1925–26 Boston Bruins | |
---|---|
1925–26 record | 17–15–4 (38 points) |
Goals for | 92 |
Goals against | 85 |
Team information | |
General Manager | Art Ross |
Coach | Art Ross |
Captain | none |
Arena | Boston Arena |
Team leaders | |
Goals | Carson Cooper (28) |
Assists | Jimmy Herbert, Sprague Cleghorn (5) |
Points | Carson Cooper, Jimmy Herbert (31) |
Penalties in minutes | Jimmy Herbert (50) |
Wins | Doc Stewart (16) |
Goals against average | Charles Stewart (2.21) |
The 1925–26 Boston Bruins season was the team's second in the NHL. The Bruins finished fourth in the league standings, failing to make the playoffs.
Opening the season with a 2–1 loss to the expansion Pittsburgh Pirates, it looked initially as if the Bruins would turn in as poor a season as the year before, as they won only two of their first ten games, and after two consecutive wins, turned in an 0–5–3 record for most of January.
From a 5–0 shutout victory over the Maroons on January 30, however, the Bruins won 13 of their last 17 games, a 2–1 overtime loss to the Pirates on March 12 being the difference to lose out on a playoff berth to Pittsburgh by a single point.

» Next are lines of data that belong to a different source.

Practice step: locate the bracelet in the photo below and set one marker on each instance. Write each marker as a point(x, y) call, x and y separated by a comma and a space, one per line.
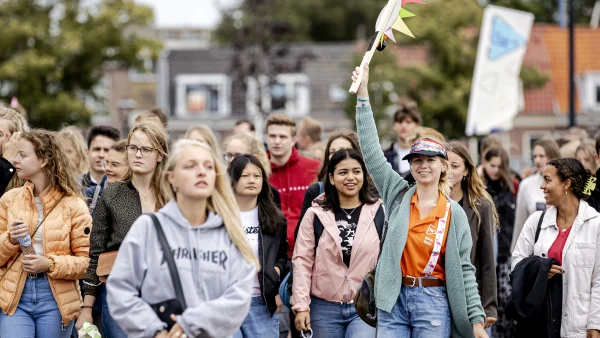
point(363, 100)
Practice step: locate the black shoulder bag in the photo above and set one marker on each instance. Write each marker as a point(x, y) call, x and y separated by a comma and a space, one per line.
point(176, 306)
point(364, 299)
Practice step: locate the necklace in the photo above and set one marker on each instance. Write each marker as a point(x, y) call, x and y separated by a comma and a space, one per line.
point(145, 197)
point(349, 215)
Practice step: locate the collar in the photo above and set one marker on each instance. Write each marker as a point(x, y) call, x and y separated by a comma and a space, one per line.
point(291, 161)
point(584, 214)
point(440, 208)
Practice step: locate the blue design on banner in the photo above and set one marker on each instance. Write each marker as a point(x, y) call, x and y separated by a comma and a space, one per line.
point(504, 39)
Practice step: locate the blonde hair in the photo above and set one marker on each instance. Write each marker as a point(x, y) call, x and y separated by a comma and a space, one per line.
point(280, 120)
point(312, 128)
point(255, 148)
point(18, 123)
point(72, 135)
point(222, 200)
point(156, 134)
point(58, 168)
point(208, 135)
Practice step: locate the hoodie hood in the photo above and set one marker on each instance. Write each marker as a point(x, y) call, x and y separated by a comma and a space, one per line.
point(215, 277)
point(172, 212)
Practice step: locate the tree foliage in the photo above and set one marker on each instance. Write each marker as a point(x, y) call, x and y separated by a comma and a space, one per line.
point(52, 53)
point(449, 30)
point(548, 10)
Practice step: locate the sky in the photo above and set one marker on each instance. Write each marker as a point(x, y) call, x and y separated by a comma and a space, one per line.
point(189, 13)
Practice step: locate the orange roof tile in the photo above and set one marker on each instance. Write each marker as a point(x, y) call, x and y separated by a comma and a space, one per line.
point(587, 58)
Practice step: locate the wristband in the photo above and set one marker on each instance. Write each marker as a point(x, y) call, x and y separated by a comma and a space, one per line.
point(363, 100)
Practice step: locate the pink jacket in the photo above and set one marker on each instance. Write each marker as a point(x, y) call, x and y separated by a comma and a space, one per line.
point(326, 276)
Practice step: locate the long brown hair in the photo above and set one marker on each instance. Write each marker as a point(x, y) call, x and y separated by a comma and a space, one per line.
point(60, 171)
point(338, 133)
point(473, 183)
point(156, 134)
point(222, 201)
point(497, 151)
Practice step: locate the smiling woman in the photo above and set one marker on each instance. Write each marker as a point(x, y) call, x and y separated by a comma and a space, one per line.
point(336, 246)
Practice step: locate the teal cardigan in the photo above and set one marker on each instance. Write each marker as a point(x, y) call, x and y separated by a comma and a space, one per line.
point(463, 297)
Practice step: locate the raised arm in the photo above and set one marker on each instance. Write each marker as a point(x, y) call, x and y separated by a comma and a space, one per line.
point(387, 181)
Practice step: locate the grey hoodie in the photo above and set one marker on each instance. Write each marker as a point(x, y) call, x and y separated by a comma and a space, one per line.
point(216, 279)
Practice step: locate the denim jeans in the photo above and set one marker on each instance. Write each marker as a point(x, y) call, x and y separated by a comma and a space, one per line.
point(37, 314)
point(259, 322)
point(419, 312)
point(110, 327)
point(331, 320)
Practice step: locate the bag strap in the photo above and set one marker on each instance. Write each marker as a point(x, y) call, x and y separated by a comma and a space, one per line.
point(95, 198)
point(539, 228)
point(170, 261)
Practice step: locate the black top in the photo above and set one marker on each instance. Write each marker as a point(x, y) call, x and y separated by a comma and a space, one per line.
point(115, 213)
point(347, 221)
point(505, 202)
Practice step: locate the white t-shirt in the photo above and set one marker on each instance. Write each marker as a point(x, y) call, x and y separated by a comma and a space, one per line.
point(38, 240)
point(403, 166)
point(251, 228)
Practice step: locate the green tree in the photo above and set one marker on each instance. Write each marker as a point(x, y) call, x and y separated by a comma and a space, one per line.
point(449, 31)
point(52, 53)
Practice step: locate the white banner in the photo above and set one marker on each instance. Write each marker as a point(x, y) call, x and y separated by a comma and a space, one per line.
point(496, 92)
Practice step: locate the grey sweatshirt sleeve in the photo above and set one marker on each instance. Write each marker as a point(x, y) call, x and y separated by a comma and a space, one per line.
point(126, 306)
point(223, 316)
point(387, 181)
point(521, 216)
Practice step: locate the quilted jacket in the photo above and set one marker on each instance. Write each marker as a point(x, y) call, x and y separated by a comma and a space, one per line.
point(66, 241)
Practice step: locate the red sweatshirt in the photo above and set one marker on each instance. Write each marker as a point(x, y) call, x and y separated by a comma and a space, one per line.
point(291, 181)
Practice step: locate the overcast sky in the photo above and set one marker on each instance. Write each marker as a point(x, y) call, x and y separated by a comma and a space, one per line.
point(196, 13)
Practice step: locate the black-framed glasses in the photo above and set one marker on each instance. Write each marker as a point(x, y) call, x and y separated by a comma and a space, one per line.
point(132, 149)
point(230, 156)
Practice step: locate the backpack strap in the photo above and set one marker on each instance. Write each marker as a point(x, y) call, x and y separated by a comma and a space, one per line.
point(539, 228)
point(380, 220)
point(318, 230)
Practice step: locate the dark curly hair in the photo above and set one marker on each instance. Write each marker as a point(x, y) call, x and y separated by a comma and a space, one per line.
point(568, 168)
point(331, 199)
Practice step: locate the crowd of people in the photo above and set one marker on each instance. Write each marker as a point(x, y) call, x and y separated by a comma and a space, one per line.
point(146, 236)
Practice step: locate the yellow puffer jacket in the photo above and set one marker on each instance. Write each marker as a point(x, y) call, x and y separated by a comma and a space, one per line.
point(66, 234)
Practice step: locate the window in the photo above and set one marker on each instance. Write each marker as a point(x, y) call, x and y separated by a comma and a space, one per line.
point(203, 95)
point(591, 92)
point(287, 93)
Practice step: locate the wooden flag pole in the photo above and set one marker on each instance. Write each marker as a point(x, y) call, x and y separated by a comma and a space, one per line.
point(380, 30)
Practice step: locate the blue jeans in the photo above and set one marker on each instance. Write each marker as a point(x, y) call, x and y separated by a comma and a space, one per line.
point(259, 322)
point(110, 327)
point(37, 314)
point(331, 320)
point(419, 312)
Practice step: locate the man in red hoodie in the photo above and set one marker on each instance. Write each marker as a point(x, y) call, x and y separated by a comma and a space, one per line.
point(291, 173)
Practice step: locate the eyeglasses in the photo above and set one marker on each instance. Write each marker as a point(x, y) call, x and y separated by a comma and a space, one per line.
point(230, 156)
point(111, 165)
point(132, 149)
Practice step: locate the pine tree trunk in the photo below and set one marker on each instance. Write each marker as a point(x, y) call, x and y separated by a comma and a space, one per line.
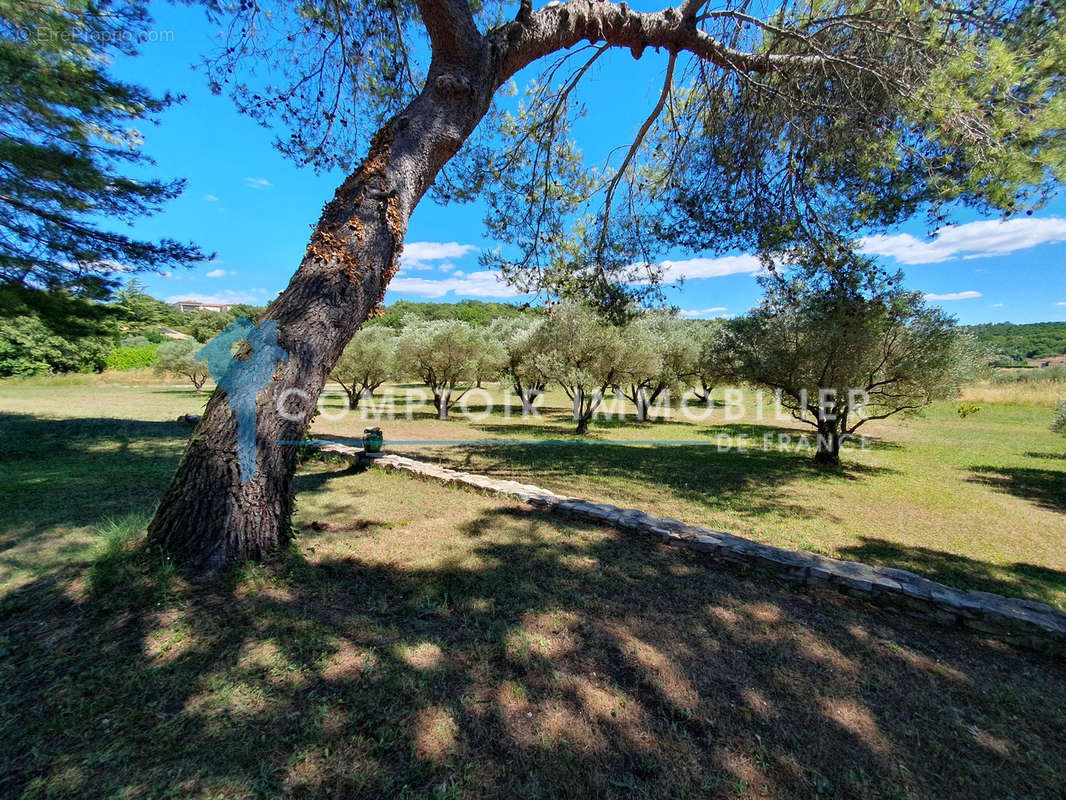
point(208, 517)
point(828, 447)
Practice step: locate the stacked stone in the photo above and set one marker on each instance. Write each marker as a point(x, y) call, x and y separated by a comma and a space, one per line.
point(1022, 622)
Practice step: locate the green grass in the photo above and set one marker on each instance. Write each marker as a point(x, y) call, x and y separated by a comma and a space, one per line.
point(419, 640)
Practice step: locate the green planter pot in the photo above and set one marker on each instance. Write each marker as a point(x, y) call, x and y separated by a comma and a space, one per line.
point(372, 440)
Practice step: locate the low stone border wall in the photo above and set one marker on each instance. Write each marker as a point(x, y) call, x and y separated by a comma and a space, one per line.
point(1022, 622)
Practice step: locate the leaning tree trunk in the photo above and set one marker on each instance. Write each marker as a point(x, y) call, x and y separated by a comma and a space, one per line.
point(828, 446)
point(209, 517)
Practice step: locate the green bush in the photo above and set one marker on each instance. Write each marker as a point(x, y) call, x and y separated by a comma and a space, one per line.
point(135, 357)
point(28, 347)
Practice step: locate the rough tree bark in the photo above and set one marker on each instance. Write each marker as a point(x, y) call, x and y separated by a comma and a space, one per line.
point(207, 517)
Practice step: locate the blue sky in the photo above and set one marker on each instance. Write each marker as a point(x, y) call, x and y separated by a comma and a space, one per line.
point(256, 209)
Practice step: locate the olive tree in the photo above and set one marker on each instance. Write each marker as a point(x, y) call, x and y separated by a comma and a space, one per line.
point(713, 362)
point(367, 363)
point(843, 344)
point(583, 354)
point(519, 338)
point(897, 106)
point(663, 358)
point(445, 355)
point(178, 357)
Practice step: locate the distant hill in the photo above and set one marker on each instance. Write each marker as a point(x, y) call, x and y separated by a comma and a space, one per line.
point(1018, 344)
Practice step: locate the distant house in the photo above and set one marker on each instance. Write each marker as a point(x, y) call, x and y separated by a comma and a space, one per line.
point(194, 305)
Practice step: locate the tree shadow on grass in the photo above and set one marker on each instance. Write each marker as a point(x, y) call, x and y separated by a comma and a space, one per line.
point(1017, 579)
point(705, 475)
point(554, 660)
point(1046, 488)
point(77, 473)
point(1051, 456)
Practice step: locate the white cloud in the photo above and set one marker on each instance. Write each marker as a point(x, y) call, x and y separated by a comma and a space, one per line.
point(422, 255)
point(482, 284)
point(703, 313)
point(252, 297)
point(972, 240)
point(955, 296)
point(693, 268)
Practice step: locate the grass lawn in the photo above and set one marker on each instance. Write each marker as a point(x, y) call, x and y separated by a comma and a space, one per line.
point(424, 641)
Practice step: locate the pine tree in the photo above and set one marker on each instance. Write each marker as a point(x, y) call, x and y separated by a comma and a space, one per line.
point(68, 139)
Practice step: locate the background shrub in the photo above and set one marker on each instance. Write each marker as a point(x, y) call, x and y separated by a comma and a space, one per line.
point(134, 357)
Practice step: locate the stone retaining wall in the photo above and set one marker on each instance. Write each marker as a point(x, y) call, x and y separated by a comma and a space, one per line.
point(1022, 622)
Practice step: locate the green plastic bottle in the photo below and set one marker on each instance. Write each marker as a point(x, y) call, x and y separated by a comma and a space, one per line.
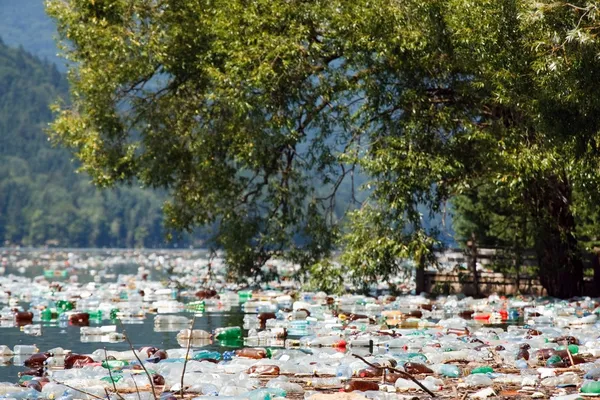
point(25, 378)
point(197, 306)
point(46, 314)
point(231, 332)
point(573, 348)
point(115, 378)
point(64, 305)
point(590, 387)
point(482, 370)
point(206, 355)
point(114, 364)
point(244, 296)
point(95, 314)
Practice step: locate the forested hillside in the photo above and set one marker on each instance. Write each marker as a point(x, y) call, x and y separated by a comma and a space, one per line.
point(25, 23)
point(42, 199)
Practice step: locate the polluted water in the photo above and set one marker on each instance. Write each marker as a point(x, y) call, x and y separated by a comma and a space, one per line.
point(160, 329)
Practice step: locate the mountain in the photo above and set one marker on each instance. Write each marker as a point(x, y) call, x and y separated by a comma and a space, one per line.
point(25, 23)
point(43, 201)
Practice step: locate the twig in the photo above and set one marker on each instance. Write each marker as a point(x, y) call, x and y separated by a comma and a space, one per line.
point(138, 358)
point(403, 373)
point(79, 390)
point(187, 353)
point(137, 390)
point(110, 375)
point(569, 353)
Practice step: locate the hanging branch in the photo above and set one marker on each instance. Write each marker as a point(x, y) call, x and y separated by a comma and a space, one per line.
point(404, 374)
point(138, 358)
point(110, 375)
point(79, 390)
point(187, 353)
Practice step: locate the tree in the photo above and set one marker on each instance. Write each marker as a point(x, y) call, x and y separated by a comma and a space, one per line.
point(246, 111)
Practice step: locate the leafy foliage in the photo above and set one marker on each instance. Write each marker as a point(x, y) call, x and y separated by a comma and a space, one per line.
point(25, 23)
point(42, 200)
point(247, 111)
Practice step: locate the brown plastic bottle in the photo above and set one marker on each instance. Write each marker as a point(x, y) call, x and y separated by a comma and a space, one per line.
point(363, 386)
point(77, 360)
point(568, 339)
point(370, 372)
point(416, 368)
point(23, 316)
point(264, 370)
point(392, 377)
point(39, 371)
point(148, 350)
point(36, 360)
point(263, 317)
point(576, 359)
point(523, 354)
point(255, 353)
point(158, 379)
point(79, 318)
point(544, 354)
point(35, 385)
point(160, 354)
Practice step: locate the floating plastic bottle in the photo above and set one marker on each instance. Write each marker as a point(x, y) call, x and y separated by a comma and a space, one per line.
point(233, 332)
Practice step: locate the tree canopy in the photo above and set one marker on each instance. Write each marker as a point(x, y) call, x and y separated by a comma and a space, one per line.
point(252, 112)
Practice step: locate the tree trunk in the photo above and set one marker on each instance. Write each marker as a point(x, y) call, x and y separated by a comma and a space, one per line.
point(596, 267)
point(472, 245)
point(420, 278)
point(561, 265)
point(520, 244)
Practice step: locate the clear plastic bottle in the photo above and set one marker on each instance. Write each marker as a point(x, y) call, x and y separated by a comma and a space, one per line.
point(25, 349)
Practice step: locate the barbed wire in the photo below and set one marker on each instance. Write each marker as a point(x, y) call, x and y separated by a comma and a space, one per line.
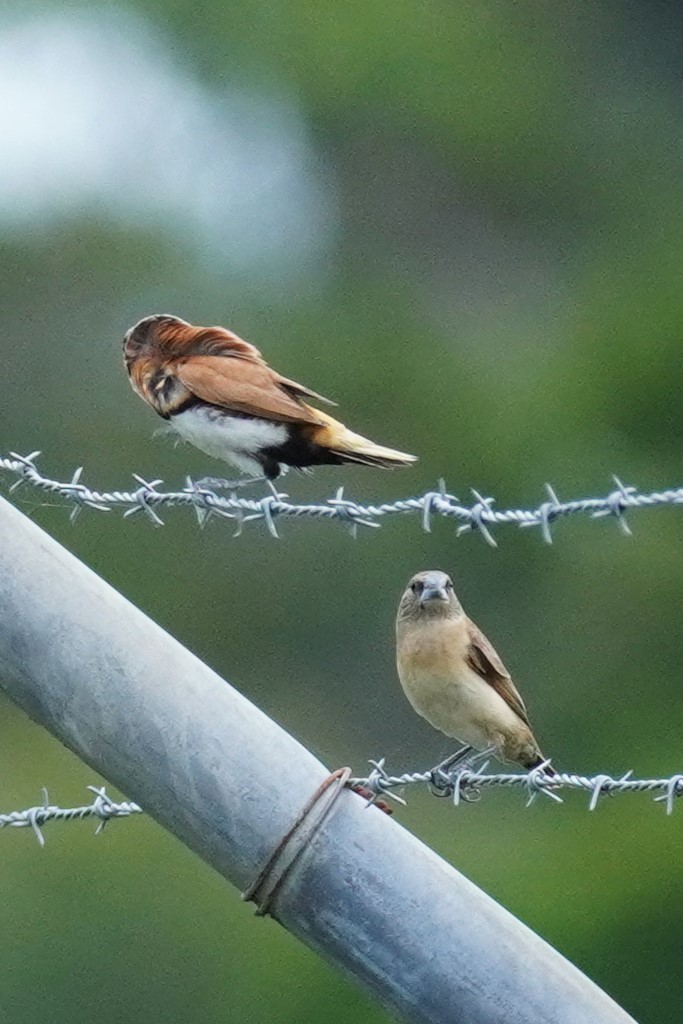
point(481, 516)
point(466, 784)
point(463, 785)
point(101, 807)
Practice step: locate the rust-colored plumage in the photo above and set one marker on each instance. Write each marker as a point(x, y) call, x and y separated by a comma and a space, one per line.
point(219, 393)
point(453, 676)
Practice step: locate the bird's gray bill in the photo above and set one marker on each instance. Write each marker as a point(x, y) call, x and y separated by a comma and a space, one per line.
point(433, 594)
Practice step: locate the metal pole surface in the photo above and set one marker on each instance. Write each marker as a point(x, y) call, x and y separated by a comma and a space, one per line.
point(230, 783)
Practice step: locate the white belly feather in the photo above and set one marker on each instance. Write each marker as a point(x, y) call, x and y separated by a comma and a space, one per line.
point(465, 708)
point(232, 438)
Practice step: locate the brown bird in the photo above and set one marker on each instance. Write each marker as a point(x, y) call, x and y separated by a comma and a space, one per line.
point(219, 393)
point(454, 678)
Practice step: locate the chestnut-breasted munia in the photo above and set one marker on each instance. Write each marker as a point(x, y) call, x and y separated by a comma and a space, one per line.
point(219, 393)
point(453, 676)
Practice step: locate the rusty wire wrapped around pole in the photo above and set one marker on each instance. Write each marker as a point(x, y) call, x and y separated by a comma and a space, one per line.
point(233, 785)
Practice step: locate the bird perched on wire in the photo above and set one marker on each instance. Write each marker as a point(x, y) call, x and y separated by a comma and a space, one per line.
point(219, 393)
point(454, 678)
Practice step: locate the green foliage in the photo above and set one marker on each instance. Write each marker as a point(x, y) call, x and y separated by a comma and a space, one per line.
point(501, 296)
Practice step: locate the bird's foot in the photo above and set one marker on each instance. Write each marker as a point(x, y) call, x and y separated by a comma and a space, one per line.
point(443, 775)
point(440, 776)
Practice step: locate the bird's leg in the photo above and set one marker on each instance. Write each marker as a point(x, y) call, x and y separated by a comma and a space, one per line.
point(217, 483)
point(440, 774)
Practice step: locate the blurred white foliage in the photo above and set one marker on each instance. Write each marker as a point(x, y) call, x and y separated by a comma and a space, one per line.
point(98, 115)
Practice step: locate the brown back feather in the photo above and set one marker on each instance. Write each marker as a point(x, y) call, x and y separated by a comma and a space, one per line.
point(482, 657)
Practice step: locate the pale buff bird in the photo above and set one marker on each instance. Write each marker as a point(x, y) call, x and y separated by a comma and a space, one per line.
point(453, 676)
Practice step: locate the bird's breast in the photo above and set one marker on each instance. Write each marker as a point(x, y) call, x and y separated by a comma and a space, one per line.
point(443, 688)
point(223, 435)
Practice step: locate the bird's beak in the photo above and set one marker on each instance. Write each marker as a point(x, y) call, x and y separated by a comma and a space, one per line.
point(433, 594)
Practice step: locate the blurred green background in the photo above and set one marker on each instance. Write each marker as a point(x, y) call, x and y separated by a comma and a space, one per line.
point(464, 222)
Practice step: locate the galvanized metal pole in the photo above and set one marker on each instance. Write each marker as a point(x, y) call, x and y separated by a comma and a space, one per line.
point(230, 783)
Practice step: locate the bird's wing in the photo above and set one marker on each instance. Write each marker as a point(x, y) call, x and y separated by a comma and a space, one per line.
point(246, 385)
point(482, 658)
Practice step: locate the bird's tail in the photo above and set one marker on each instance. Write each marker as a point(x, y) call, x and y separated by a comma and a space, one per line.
point(334, 436)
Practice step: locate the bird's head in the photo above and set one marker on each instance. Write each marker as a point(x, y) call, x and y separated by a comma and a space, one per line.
point(429, 594)
point(148, 336)
point(163, 336)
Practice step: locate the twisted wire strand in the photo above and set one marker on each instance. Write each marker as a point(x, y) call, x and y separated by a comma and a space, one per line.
point(479, 516)
point(466, 783)
point(101, 808)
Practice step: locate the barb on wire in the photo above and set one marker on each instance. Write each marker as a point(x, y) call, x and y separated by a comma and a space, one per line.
point(101, 808)
point(479, 516)
point(466, 784)
point(462, 785)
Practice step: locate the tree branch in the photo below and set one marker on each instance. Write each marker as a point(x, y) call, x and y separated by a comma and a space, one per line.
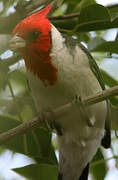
point(39, 121)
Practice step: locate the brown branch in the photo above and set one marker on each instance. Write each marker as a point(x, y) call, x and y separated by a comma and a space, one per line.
point(39, 121)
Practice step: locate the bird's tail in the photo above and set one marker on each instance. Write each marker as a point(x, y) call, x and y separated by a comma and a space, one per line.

The winning percentage improvement of .328 from the previous season was a NHL record at the time, and remains the third best single season improvement ever.
A healthy Carson Cooper contributed to a near doubling of goals scored to lead the league, while the purchase of veteran star defenseman Sprague Cleghorn from the Montreal Maroons solidified the defense – despite a knee injury in the opener against Pittsburgh that sidelined Cleghorn for a month – and saw goals allowed decline by over a third. Cooper and Jimmy "Sailor" Herbert finished second and third respectively in the league scoring race, behind Nels Stewart of the Maroons.
Among other debuts was that of goaltender Moe Roberts, at age 19 the second youngest player in the league and its first Jewish player. Roberts would wind up with one of the longest professional careers on record, playing his final game for the Chicago Black Hawks in 1951, the oldest player ever to play in the NHL, prior to Gordie Howe. He was the youngest player ever to play goal for twenty years, until surpassed by future Bruin Harry Lumley.